Obstetrics Flashcards
What does APGAR stand for?
- Apperance
- Pulse
- Frimace (reflex irritability)
- Activity
- Respiration
When is APGAR given?
1 minute after birth and again at 5 minutes
What is a normal, low, and critically low APGAR score?
- Normal: = to or greater than 7
- Low: 4-6
- Critically low: = to or less than 3
What are the APGAR categories for appearance?
- 0: blue, pale
- 1: pink body, blue extremities
- 2: pink
What are the APGAR categories for pulse?
- 0: absent
- 1: below 100 bpm
- 2: over 100 bpm
What are the APGAR categories for grimace?
- 0: floppy
- 1: minimal response to stimulation
- 2: prompt response to stimulation
What are the APGAR categories for activity?
- 0: absent
- 1: flexed arms and legs
- 2: active
What are the APGAR categories for respiration?
- 0: absent
- 2: slow and irregular
- 3: vigorous cry
What are dizygotic or fraternal twins?
- 2/3 of multiple gestations
- fertilized 2 ova by 2 different sperms
- not the same genetic material
What are monozygotic or identical twins?
- 1/3 of multiple gestations
- fertilization of 1 ova that splits
- same genetic material
How much weight can a patient gain with multiple gestations?
37-54 lbs
How are multiple gestations diagnosed?
US + elevated hCG + AFP
What are monochorionic monoamniotic (mo/mo) twins?
single placenta, one chorion, one amnion
What are monochorionic diamniotic (mo-di) twins?
Single placenta, single chorion, two sacks
What are dichorionic diamniotic (di-di) twins?

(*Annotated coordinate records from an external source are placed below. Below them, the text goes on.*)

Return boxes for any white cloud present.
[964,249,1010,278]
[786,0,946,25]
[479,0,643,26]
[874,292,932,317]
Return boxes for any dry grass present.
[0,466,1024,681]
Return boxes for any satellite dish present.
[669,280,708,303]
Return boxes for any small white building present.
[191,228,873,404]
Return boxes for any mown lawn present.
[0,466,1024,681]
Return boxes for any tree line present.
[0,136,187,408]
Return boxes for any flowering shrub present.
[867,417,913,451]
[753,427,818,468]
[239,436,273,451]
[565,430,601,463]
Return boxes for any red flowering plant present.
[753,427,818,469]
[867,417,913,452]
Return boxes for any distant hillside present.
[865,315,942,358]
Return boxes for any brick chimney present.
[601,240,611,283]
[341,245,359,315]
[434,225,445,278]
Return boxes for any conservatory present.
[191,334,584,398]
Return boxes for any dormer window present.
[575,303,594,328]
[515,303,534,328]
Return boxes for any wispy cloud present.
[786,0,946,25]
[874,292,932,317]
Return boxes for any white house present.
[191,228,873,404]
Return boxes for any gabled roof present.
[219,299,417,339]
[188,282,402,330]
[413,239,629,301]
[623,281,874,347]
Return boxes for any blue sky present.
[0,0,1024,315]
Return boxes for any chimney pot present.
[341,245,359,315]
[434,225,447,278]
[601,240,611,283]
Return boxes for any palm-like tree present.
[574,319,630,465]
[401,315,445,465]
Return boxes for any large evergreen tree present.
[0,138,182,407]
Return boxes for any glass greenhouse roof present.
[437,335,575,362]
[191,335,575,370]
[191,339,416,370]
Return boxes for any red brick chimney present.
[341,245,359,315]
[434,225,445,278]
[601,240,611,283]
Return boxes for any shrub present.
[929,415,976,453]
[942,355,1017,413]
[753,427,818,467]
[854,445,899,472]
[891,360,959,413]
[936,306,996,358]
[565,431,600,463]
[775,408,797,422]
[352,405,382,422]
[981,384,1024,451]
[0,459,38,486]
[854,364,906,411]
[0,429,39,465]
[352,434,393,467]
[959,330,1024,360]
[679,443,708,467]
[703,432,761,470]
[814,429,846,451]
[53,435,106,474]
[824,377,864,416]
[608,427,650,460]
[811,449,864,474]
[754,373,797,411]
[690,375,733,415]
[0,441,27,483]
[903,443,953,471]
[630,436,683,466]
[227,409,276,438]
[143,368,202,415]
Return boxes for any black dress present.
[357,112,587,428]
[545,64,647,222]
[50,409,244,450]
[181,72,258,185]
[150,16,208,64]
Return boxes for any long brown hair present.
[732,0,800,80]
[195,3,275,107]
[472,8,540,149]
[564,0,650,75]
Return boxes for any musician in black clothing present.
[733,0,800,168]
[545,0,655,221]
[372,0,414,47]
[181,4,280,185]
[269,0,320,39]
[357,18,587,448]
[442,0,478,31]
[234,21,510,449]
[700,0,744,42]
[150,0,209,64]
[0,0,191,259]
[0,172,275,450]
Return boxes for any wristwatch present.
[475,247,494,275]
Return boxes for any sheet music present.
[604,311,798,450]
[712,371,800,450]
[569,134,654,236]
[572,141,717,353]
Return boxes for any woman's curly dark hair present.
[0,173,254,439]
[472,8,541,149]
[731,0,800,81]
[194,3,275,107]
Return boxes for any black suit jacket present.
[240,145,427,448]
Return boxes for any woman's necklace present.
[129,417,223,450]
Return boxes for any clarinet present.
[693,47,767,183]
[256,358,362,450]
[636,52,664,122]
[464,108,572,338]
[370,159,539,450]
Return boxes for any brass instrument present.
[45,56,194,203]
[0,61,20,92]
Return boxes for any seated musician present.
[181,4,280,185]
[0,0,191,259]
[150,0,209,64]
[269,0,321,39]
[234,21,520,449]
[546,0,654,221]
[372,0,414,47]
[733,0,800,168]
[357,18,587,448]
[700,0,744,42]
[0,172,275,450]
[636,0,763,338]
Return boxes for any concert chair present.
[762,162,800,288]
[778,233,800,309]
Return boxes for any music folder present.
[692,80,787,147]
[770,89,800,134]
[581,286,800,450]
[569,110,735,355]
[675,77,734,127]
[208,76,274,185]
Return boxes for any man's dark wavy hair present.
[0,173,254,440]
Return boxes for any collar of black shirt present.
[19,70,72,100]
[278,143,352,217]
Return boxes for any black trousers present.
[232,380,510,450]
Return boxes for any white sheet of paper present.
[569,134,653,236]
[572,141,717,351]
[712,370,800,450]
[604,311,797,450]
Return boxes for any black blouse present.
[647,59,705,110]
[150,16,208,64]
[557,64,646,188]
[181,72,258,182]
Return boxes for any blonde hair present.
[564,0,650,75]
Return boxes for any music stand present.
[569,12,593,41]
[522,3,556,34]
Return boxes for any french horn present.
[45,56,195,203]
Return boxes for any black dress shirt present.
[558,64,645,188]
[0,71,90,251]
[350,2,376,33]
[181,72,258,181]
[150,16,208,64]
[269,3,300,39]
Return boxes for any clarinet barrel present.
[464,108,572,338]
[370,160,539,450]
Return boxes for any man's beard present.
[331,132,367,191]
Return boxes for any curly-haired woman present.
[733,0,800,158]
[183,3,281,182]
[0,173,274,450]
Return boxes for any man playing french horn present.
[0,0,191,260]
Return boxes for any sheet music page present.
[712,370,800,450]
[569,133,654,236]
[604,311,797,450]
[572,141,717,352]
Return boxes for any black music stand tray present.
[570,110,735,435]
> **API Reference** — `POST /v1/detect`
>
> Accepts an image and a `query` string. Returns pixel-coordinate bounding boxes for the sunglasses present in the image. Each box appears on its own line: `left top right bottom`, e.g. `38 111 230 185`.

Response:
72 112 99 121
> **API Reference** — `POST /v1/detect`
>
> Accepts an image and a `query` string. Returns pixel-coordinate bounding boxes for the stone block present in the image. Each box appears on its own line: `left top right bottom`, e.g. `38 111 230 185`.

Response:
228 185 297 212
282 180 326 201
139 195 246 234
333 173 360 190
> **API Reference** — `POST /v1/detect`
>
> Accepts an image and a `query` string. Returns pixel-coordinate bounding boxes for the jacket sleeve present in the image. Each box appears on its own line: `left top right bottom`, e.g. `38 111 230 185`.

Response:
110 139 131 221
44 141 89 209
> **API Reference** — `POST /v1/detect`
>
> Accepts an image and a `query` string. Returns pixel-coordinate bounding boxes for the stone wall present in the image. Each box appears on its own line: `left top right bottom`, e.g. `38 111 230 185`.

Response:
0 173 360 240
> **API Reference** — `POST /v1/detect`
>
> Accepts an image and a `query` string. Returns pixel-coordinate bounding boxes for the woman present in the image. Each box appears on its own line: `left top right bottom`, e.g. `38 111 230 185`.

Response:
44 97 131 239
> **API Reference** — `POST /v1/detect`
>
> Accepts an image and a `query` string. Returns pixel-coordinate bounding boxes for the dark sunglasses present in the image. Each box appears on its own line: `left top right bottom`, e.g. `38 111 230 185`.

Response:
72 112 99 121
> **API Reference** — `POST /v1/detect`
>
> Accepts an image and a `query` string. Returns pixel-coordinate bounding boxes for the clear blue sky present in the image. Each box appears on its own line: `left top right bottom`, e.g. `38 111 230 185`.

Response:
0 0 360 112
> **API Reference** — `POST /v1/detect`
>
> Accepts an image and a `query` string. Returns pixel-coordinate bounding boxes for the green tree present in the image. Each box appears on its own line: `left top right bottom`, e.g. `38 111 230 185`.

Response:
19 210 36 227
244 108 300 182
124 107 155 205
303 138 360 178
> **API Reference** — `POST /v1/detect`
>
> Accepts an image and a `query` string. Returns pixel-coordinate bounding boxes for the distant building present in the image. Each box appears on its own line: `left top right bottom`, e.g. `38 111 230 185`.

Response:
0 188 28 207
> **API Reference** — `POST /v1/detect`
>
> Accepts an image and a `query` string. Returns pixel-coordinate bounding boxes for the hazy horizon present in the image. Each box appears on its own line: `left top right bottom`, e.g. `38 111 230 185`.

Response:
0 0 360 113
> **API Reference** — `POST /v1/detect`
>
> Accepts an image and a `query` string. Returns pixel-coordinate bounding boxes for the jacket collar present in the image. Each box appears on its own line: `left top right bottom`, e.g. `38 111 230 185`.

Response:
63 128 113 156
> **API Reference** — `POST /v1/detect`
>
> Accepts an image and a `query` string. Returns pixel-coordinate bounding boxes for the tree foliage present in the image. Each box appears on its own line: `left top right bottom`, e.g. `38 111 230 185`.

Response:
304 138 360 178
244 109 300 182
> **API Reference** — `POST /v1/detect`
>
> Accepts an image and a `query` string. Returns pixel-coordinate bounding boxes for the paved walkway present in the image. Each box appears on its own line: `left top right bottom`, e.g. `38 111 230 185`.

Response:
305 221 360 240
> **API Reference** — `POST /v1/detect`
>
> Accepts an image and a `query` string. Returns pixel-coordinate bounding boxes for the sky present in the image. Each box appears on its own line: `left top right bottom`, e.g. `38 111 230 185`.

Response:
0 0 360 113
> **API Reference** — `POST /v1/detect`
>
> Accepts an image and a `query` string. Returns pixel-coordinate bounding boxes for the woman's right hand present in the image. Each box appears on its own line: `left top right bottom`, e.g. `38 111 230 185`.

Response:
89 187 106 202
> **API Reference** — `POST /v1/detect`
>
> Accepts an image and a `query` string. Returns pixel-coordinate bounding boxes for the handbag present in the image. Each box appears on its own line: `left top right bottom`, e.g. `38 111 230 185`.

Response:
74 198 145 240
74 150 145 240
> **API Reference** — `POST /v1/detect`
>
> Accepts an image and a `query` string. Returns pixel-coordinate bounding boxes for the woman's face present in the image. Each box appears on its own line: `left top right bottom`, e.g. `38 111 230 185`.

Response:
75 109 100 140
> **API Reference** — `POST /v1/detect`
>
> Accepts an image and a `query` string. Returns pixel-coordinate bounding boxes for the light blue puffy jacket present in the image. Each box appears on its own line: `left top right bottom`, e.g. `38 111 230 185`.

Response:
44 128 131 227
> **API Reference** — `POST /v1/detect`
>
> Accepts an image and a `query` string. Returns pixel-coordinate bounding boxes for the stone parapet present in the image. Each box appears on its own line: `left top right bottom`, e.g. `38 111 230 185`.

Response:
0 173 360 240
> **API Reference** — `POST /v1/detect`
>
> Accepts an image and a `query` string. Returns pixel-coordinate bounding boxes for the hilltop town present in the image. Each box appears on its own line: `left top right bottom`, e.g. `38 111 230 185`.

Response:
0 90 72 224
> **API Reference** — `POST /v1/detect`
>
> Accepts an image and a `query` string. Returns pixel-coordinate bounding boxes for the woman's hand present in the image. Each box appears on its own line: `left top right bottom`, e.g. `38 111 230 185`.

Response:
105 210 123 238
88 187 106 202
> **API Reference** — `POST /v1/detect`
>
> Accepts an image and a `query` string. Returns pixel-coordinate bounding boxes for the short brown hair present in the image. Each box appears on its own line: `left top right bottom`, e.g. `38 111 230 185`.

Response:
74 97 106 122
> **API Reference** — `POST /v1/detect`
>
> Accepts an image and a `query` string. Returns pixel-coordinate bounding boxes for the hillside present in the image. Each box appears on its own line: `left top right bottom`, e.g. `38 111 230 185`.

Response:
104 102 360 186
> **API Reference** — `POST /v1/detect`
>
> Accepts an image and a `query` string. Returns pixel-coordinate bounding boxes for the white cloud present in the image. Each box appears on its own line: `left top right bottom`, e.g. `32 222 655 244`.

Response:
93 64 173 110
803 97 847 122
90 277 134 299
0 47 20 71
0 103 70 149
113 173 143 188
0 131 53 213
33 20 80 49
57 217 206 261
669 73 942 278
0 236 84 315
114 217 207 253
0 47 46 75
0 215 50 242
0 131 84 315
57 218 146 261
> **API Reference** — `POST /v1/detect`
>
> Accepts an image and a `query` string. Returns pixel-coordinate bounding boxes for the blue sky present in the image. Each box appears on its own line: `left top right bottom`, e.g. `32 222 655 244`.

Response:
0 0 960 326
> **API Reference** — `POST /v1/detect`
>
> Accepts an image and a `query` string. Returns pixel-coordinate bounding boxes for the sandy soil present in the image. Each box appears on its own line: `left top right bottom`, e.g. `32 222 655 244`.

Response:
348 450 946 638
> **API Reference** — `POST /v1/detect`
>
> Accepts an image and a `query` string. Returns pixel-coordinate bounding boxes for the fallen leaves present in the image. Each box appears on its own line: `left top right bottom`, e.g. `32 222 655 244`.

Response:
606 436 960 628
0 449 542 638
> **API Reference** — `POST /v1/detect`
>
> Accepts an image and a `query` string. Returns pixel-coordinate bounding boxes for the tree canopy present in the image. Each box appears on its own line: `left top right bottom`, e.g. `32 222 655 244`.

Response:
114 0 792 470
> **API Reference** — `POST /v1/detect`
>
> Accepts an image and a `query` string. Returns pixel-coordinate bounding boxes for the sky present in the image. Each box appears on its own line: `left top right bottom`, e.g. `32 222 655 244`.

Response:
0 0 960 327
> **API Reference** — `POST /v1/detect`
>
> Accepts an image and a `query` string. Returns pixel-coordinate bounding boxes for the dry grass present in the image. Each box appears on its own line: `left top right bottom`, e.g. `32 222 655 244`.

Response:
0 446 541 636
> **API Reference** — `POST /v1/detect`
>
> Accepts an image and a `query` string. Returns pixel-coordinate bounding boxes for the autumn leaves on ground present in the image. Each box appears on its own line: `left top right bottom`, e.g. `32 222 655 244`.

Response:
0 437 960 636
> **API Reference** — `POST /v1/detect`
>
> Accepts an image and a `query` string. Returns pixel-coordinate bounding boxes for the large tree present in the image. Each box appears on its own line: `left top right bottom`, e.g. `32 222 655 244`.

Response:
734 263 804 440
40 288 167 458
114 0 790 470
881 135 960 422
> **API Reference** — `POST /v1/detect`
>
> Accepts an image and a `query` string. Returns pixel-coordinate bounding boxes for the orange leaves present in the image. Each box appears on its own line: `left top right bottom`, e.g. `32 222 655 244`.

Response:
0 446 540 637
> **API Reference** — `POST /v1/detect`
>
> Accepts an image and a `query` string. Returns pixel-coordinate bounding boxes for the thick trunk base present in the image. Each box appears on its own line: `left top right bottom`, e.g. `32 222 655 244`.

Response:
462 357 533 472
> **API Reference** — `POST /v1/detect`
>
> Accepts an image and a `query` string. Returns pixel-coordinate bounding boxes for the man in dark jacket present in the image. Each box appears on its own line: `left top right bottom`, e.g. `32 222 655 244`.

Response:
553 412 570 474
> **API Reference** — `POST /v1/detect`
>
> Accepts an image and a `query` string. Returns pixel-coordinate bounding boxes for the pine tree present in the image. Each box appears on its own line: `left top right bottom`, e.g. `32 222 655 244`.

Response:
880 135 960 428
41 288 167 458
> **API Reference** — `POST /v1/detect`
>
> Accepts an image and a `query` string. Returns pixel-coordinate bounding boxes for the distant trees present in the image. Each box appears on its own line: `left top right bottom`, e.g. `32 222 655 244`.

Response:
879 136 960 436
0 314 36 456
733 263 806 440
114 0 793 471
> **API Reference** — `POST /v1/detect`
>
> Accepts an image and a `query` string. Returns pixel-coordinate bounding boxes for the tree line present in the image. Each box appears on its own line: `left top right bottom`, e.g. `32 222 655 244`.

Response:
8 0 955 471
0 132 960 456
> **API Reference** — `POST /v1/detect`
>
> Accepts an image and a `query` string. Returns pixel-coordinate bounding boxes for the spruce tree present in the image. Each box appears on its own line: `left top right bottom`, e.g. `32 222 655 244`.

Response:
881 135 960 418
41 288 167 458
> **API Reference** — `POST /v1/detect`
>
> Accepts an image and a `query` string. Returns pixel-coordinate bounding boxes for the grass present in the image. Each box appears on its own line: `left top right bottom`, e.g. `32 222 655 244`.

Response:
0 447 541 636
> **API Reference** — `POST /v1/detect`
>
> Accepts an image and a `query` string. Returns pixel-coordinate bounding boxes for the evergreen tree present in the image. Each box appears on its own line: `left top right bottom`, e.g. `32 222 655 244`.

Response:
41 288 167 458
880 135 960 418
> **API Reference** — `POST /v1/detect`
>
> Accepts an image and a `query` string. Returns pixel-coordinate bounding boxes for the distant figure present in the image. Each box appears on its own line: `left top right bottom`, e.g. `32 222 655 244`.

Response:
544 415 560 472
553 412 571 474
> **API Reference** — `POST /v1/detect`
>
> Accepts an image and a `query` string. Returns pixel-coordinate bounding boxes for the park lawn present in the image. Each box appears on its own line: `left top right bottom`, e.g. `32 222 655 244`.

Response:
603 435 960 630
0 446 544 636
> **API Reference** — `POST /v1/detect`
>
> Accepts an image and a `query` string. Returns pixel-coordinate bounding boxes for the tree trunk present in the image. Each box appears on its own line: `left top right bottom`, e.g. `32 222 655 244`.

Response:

two placentae, two chorion, two sacs
What are management recommendations for multiple gestations?
- 2 prenatal vitamine with iron
- 1 mg folate and 1000 mg of vitamin D daily
- More frequent US & visits
- Sleep on the left side
What are the 7 cardinal movements of labor & delivery?
- Engagement
- Descent
- Flexion
- Internal rotation
- Extension
- External rotation
- Expulsion
What is engagement?
fetal head enters into pelvis
What is descent?
Fetal head descends into pelvis
What is flexion?
head flexes to smallest diameter to present to the pelvis
What is internal rotation?
fetal vertex rotates from the transverse position to the anterioposterior position
What is extension?
vertex extends beyond pubic symphysis
What is external rotation?
after the head is delivered, baby externally rotates to allow for babys shoulders to pass
What is stage 1 of labor?
- onset of true regular contractions until full dilation/effacement of cervix
- 10-12 hrs
- latent phase: onset until 2-4 cm dilated
- active phase: extends until >9 cm
- deceleration/transition phase: cervix completes dilation
What is stage 3 of labor?
- from delivery of infant until delivery of placenta
What is stage 2 of labor?
- time of full dilation until delivery
- 1-2 hours
- early/variable decelerations common
- passive and active phases
What are fetal stations?
a measurement of how high ot low the baby is
* -3: above ischial spines
* 0: at ischial spines
* 3: below ischial spines (time to push)
What is the first trimester screen and when is it done?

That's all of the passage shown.